De noden en hulpvragen blijken in de praktijk hoog te zijn. Dat ondervindt ook Kaat Van Acker, lector en onderzoeker sociaal werk aan Odisee Hogeschool. “Het is vrij duidelijk dat de nood niet geledigd is, ook al beweert de minister dat. Kijk maar naar de lange wachtlijsten voor psychologische zorg in het algemeen, en voor traumazorg in het bijzonder.”

Permanent instrument

Volgens Van Acker komen er nog steeds heel wat vragen om hulp vanuit het onderwijs. “Het team van het stopgezette project heeft veel vormingen aangeboden, maar de nood is er nog volop, zelfs na de grote instromen. Een permanent instrument zou beter zijn, zodat leerkrachten structureel ondersteuning krijgen.”

Dat is vooral ook nodig voor het integratietraject van de betrokken kinderen zelf, vindt Debruyne. Hij vraagt zich bovendien af hoe vluchtelingenkinderen kunnen integreren als er ondersteuning wordt afgebouwd. “Het stopzetten van dit project is nefast voor de integratie. Als je echt wil dat mensen hier een toekomst uitbouwen moet je ze een houvast geven.”

Debruyne pleit dan ook voor permanente traumaondersteuning, op basis van eigen onderzoek. Hij wijst op de linken tussen psychologische problemen en gezinshereniging. “De gezinshereniging is in dit verhaal belangrijk omdat een groot stuk van de psychologische problemen hiermee verweven zijn.” Dat komt volgens Debruyne omdat vluchtelingenkinderen en hun gezinnen, als ze in België zijn aangekomen, opnieuw een gezin moeten ‘maken.’

“Een nieuwe thuis maken zorgt voor veel mentale spanning, vooral voor kinderen die hier soms al eerder zijn dan hun ouders. Je ziet dat die kinderen een heel andere machtspositie hebben ten opzichte van de mensen die nog moeten overkomen.

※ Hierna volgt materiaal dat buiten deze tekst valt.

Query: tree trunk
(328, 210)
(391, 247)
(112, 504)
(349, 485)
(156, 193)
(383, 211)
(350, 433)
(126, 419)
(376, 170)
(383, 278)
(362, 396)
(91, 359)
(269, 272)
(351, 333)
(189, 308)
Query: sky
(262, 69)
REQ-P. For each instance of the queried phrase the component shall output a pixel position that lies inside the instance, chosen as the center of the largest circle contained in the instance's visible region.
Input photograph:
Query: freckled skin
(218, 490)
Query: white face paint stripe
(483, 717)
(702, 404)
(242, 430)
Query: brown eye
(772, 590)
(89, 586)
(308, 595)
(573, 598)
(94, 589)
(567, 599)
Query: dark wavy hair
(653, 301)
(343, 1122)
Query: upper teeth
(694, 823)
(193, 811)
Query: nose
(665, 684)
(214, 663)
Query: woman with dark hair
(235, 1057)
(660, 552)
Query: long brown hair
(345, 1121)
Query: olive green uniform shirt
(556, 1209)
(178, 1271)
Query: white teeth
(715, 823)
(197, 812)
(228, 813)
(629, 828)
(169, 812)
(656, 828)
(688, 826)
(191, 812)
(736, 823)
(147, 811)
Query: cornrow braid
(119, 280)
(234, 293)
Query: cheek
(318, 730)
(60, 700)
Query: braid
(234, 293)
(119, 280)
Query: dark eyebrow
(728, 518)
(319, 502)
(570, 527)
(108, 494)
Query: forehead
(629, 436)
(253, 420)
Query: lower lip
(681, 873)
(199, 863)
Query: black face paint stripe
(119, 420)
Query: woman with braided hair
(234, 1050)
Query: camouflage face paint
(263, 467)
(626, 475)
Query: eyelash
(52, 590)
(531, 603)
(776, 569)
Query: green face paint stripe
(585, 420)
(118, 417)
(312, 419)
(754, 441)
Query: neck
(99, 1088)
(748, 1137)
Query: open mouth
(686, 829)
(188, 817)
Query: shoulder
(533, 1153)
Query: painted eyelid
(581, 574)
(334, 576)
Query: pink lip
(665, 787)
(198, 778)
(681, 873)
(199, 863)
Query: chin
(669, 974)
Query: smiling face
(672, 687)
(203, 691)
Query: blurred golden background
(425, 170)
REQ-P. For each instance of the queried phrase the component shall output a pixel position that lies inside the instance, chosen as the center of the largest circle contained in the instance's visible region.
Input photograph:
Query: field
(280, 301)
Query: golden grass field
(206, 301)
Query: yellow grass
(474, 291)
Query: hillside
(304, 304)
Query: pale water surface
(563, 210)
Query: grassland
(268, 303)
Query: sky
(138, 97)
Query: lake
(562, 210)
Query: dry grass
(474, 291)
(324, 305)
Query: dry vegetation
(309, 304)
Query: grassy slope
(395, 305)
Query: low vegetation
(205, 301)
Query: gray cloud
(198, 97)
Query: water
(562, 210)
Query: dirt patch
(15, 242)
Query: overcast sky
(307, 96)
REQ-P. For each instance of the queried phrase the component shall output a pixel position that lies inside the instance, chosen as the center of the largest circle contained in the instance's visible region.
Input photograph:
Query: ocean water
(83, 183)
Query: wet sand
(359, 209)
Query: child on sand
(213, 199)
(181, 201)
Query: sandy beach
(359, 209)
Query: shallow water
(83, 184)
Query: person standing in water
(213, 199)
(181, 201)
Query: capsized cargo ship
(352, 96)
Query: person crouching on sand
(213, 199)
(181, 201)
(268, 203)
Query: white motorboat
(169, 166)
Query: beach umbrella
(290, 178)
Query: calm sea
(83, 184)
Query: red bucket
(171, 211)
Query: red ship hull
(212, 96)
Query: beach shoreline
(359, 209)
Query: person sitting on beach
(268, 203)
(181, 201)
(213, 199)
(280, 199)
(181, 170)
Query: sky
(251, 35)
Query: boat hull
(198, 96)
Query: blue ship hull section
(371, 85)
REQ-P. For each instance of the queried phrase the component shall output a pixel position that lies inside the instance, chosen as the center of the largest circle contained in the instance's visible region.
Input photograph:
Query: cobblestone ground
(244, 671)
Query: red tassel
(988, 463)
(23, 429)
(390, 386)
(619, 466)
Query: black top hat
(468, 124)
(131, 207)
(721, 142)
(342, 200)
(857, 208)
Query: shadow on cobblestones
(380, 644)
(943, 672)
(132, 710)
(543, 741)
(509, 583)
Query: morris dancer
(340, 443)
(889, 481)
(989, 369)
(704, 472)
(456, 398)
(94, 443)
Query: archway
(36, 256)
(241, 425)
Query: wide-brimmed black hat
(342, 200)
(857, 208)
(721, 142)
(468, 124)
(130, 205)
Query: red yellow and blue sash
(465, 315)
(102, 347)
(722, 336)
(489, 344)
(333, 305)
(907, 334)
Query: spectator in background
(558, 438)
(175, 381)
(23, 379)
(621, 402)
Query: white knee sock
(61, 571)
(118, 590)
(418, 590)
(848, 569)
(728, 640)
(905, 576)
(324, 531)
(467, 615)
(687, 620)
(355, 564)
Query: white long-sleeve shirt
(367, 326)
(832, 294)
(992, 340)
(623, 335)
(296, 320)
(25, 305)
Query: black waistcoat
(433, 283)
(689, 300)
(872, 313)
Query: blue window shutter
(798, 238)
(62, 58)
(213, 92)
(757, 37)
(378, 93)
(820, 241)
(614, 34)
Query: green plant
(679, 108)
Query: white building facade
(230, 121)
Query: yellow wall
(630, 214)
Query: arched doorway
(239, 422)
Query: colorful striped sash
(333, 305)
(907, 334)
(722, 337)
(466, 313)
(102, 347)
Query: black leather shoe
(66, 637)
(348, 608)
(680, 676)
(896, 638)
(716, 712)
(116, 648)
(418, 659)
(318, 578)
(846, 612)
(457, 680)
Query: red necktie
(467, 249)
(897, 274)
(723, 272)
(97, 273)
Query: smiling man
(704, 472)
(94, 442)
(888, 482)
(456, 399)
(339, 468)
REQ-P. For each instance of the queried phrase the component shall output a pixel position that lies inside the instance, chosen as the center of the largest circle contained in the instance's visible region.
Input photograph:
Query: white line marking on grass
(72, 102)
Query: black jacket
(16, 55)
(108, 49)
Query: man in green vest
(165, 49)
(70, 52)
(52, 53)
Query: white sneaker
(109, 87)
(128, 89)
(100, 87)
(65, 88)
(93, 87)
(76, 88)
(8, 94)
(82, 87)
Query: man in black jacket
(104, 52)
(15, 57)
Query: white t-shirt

Zo zitten ze al snel in een soort van ouderrol”, stelt Debruyne. Volgens hem hebben brugfiguren, onderwijzers en andere betrokkenen soms moeilijkheden om om te gaan met al deze trauma’s en mentale problemen.

Angst om trauma’s te triggeren

Van Acker, die onderzoek deed naar veerkracht bij vluchtelingengezinnen, zegt dat bij leerkrachten heel wat ‘handelingsverlegenheid’ speelt over gesprekken met getraumatiseerde kinderen. “Ze hebben angst om iets teweeg te brengen bij de kinderen. Ze vragen zich af of ze het wel goed aanpakken en of ze de trauma’s niet weer triggeren.”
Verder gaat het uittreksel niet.